Psychology Ph.D. Dissertations

Measuring Acculturative Stress of Chinese International Students: Development and Validation of the Unique Stress of Chinese International Students Questionnaire (USCIS)

Date of Award


Document Type


Degree Name

Doctor of Philosophy (Ph.D.)



First Advisor

William O'Brien (Advisor)

Second Advisor

Abby Braden (Committee Member)

Third Advisor

Yiwei Chen (Committee Member)

Fourth Advisor

Lara Lengel (Other)


Over half a million of Chinese international students left their homeland to study abroad in western universities. These students’ unique mental health needs should be addressed. Research has indicated that Chinese international students face unique acculturative stressors and have higher levels of psychological distress compared to their domestic counterparts. Yet, there is a lack of research on the measurement of these stressors. In a previous study, we used data from a focus group study to develop a new acculturative stress measure for Chinese international students and conducted a preliminary analysis with a small sample to further modify the measure. Then, an exploratory factor analysis was conducted using a bigger sample and that resulted in a 9-factor measure. This measure has a total of 40 items and was named the Unique Stress of Chinese International Students Questionnaire (USCIS). The USCIS demonstrated good internal consistencies and criterion-related validity when used to predict psychological distress. In this study, a confirmatory factor analysis (CFA) was conducted with data from 333 Chinese international student participants. This CFA replicated the previously established nine-factor model and this model demonstrated a good model fit.
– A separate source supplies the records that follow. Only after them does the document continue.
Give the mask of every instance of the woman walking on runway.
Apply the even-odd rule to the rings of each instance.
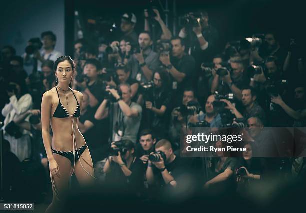
[[[82,185],[92,183],[96,178],[88,148],[78,127],[83,95],[70,88],[74,61],[69,56],[60,57],[54,70],[56,86],[44,94],[42,103],[42,137],[53,188],[53,200],[46,212],[58,212],[74,172]]]

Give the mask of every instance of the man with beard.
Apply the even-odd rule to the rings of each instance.
[[[152,80],[153,72],[159,67],[158,55],[152,49],[153,41],[148,32],[143,32],[138,39],[140,52],[136,52],[131,57],[128,65],[132,68],[131,77],[142,83]]]
[[[210,124],[210,127],[221,127],[222,118],[219,112],[214,107],[214,102],[216,100],[214,95],[210,96],[205,105],[206,113],[200,112],[200,114],[192,116],[190,122],[196,123],[205,121]]]

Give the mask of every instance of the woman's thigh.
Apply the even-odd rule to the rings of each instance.
[[[76,164],[74,172],[80,184],[92,184],[94,179],[94,164],[89,149],[86,148]]]

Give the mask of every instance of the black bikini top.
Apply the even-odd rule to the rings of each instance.
[[[78,103],[78,99],[76,97],[76,95],[74,95],[74,93],[72,91],[71,88],[70,90],[74,93],[74,95],[76,99],[76,108],[74,110],[74,112],[72,115],[70,115],[69,114],[69,112],[68,110],[64,106],[64,105],[60,103],[60,94],[58,94],[58,90],[57,87],[56,86],[56,92],[58,92],[58,100],[60,100],[60,103],[58,103],[58,108],[56,110],[55,112],[54,112],[54,114],[53,114],[53,117],[55,117],[56,118],[66,118],[68,117],[70,117],[70,116],[73,116],[74,117],[76,117],[76,118],[78,118],[80,115],[80,104]]]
The nine factors in the model are Loneliness, Social Isolation, Academic Stress, Health Care, Language Barrier, Financial Burden, Academic Isolation, Family Distance, and Transportation. The psychometric properties of this new measure were evaluated, including internal consistency and construct validity by using correlational analysis and hierarchical regression. The testing results suggested excellent internal consistency of the USCIS and adequate convergent/discriminant validity and criterion-related validity. The USCIS is one of the first measures devoted to assessing acculturative stress experienced by CIS. We envision this measure to be used as a screening tool for identifying CIS who express acculturation-related distress. Due to its significant predicting power of psychological distress and somatization, this measure would perform well as a predictor of general wellbeing and mental health for CIS. Moreover, the USCIS can be used to detect the effects of racial discrimination and microaggression on acculturation-related wellbeing. In addition, we argue that this culturally sensitive and population-specific measure can serve as an outcome measure for interventions targeting acculturative stress.